US labor market adds 172,000 jobs, Walmart faces hiring pressure
A steady 4.3% jobless rate means Walmart still has to fight for hourly workers, using pay, schedules and promotions to keep stores staffed.

Walmart is still hiring in a labor market that has not cracked, and that matters on the sales floor. The Bureau of Labor Statistics said total nonfarm payrolls rose by 172,000 in May and the unemployment rate held at 4.3 percent, a range it has stayed in since July 2025. That is not a boom, but it is not the kind of labor slump that makes hourly recruiting easy for a company that depends on reliable store coverage.
The details behind the headline point in the same direction. Jobs grew in leisure and hospitality, local government and health care, while financial activities lost jobs. The labor force participation rate stayed at 61.8 percent and the number of unemployed people was 7.3 million. For Walmart managers, that means the pool of available workers is not flooding the market, so hiring, retention and internal mobility all stay competitive rather than comfortable.
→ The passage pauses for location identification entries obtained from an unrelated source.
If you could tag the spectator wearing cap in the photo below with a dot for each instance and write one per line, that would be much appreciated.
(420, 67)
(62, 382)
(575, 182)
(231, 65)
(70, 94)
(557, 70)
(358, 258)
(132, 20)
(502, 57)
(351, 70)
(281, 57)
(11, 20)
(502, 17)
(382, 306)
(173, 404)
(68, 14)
Walmart has the scale to feel that pressure. The company says it employs about 2.1 million associates worldwide, with roughly 270 million customers and members visiting its stores and websites each week across more than 10,750 stores in 19 countries. In Bentonville, Arkansas, the company has spent years leaning on wages to stay ahead of the hourly labor market. Walmart says the average U.S. hourly field associate makes $18.25 an hour, minimum starting wages have risen by more than 90 percent since 2015, and a 2023 wage increase lifted its U.S. average hourly wage to more than $17.50.
That pay history matters because Walmart is again tying more of the employee experience to performance. In spring 2026, the company said eligible store-based associates hired on or before July 31, 2025, could receive annual raises of up to 5 percent based on reliability and performance, while base pay would not be cut for poor performance. For hourly workers, that puts more weight on attendance, consistency and how managers judge day-to-day execution, especially in stores that are trying to fill shifts without burning out the people already on the schedule.

The timing also intersects with automation and AI. Walmart’s fiscal 2026 annual report, filed for the year ended January 31, 2026, says artificial intelligence is fundamentally reshaping how customers shop and how associates work. That raises the stakes for scheduling, cross-training and fast onboarding. In a market with 4.3 percent unemployment, store leaders cannot count on a loose labor pool to solve staffing gaps, and associates who want more hours, a transfer or a promotion still have leverage if they can show up, learn fast and stay reliable.